Infection control conundrum
I graduated from dental hygiene school in 1992 and went to work in a wonderful general practice. Last year, my husband was transferred to another state, so we had to move.
by Dianne Glasscoe
I graduated from dental hygiene school in 1992 and went to work in a wonderful general practice. Last year, my husband was transferred to another state, so we had to move. To receive my license in the new state, I had to take an exam covering infection control and jurisprudence, which I passed.
Currently, I work in a local general practice, but I am seriously considering leaving. The reason is that the infection control standards practiced in the office by other staff members are sloppy and out-of-date. There is one chairside assistant who never uses any barriers on overhead light handles, chairs, bracket trays, X-ray tubeheads, or air/water syringes. Her practice is to wipe everything with a damp 4x4 sponge. Handpiece sterilization is haphazard at best. Sometimes it happens, sometimes it doesn't. I have observed her carrying patient charts to the front desk with contaminated gloves. Also, she wastes treatment gloves by refusing to wear utility gloves for clean-up purposes.
When I came to work here, I asked for plastic barriers for all of the above-mentioned items. The assistant ordered the necessary items for me but made it plain that she did not feel it was necessary.
I try to follow good asepsis procedures, because I would not want to be responsible for passing disease-causing microorganisms from one patient to another. However, the assistant continues to show contempt for my infection control procedures.
The bottom line is that I would not feel comfortable having dentistry done in this office, nor would I want my family to be treated in an environment that I feel is unsafe.
How can I make the assistant see that, instead of criticizing me, she needs to bring her own practices up to the correct standards?
Keeping it Clean in Connecticut
It sounds to me like this assistant is stuck back in the 1970s, because wiping everything down with an alcohol sponge was standard protocol back then. I shudder to think of some of the infection control methods we used in those days. I can even remember when we used to rinse out saliva ejectors, soak them overnight, and reuse them!

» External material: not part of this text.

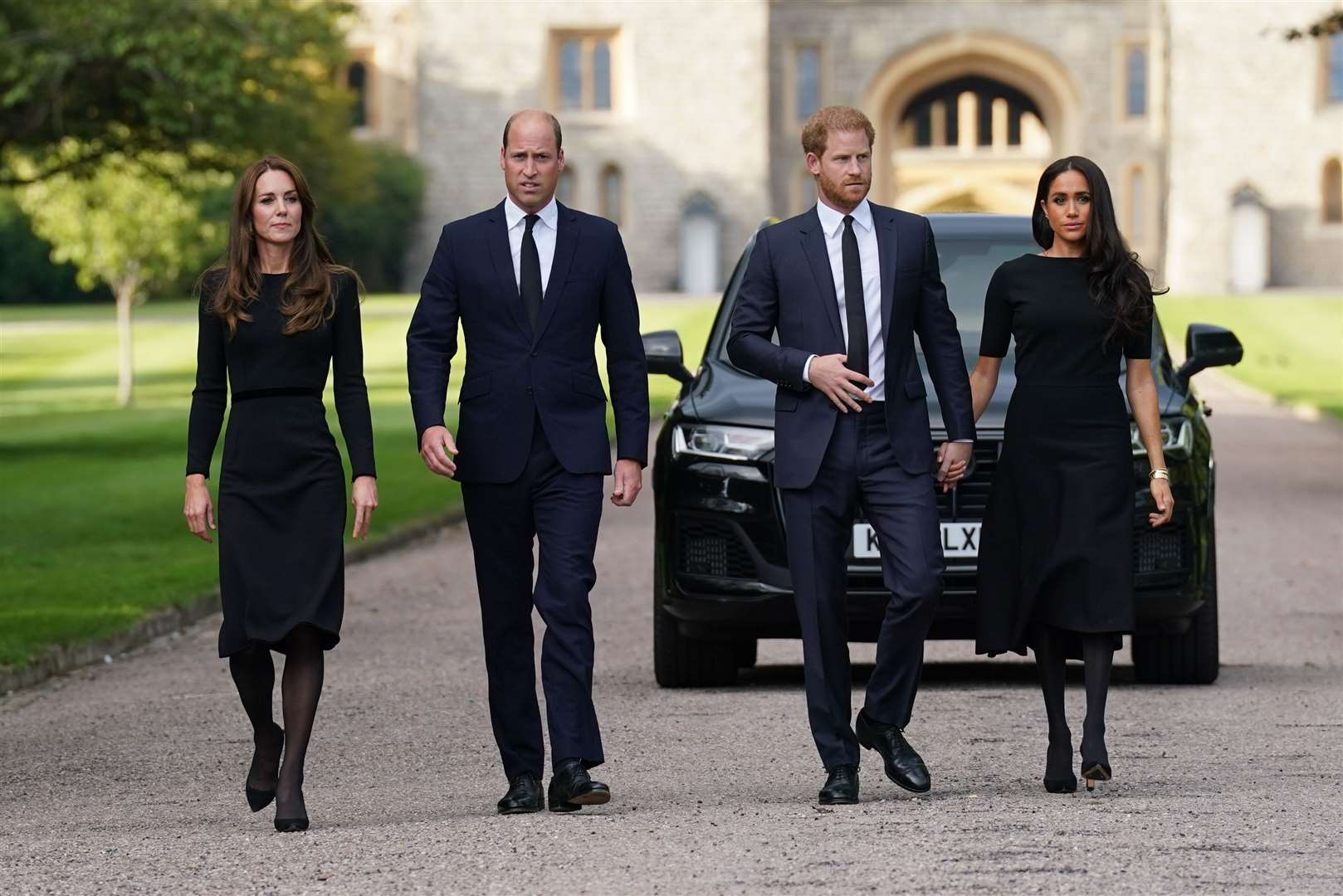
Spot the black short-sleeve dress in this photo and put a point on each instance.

Back in those days of innocence/ignorance, we did not know about HIV and many emerging diseases spread through the sharing of intravenous needles, blood transfusions, and/or sexual intercourse. Our knowledge about disease transmission and cross-contamination was limited, and there is no telling how many patients got colds, etc. after a dental visit. It's a wonder that many more dental practitioners and patients did not get serious illnesses. When I graduated from hygiene school in 1978, we did not wear gloves unless we had a cut or open wound on our hands or if our patient was ill. Eye protection and masks were optional.

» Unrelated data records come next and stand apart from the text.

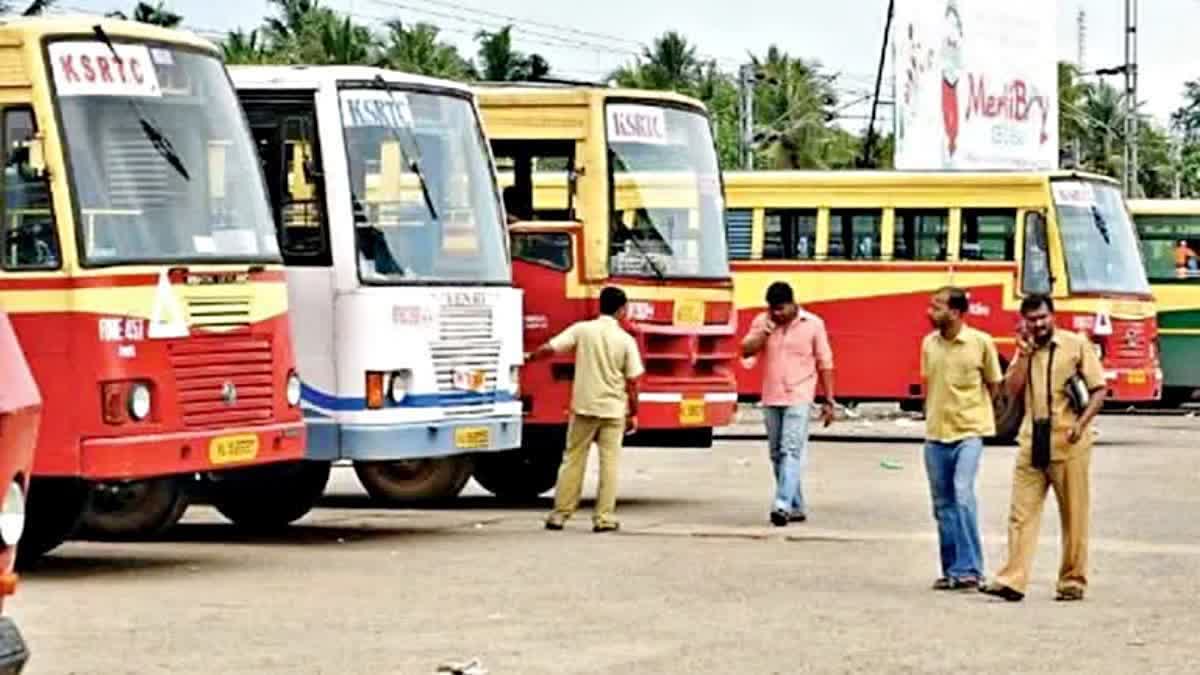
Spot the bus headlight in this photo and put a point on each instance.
(139, 401)
(12, 515)
(397, 387)
(293, 389)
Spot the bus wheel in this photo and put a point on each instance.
(269, 497)
(53, 513)
(135, 509)
(519, 475)
(1009, 413)
(411, 481)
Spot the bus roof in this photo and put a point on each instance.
(851, 178)
(1165, 207)
(33, 29)
(562, 94)
(311, 77)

When the human immunodeficiency virus was identified just a few years later, everything changed! This virus was like no other in its ability to destroy the host immunity and cause a slow, painful death. I remember when gloves, masks, and eye protection became mandatory. My boss, who was a 25-year veteran of dentistry, jokingly called me the "masked wonder." It was difficult for him to change his old routine and get used to the burden of the new infection control protocol.
Standards among individual offices continue to evolve. Barriers, which afford the best infection control, have been met with more resistance than spraying and wiping. I'm still amazed when I see clinicians going to the trouble of wiping down an operatory chair in between patients. Using a plastic chair cover negates wiping and preserves the upholstery from the damaging effects of chemicals.
The same is true for bracket trays and holders for the air/water syringe, saliva ejector, and handpiece. Furthermore, if the handpiece is not heat sterilized after every use, it is supposed to be covered with a clean plastic barrier. Wiping or spraying is not sufficient to thoroughly rid a handpiece of pathogens. Hygienists who merely wipe the handpiece down between patients should ask themselves this question: Would I want to be the last patient of the day and have a handpiece that has been in the mouths of nine other people — and not sterilized — used on me? I didn't think so! And while it is true that handpiece barriers are a burden to use, they offer the best guard against cross-contamination outside of heat sterilization.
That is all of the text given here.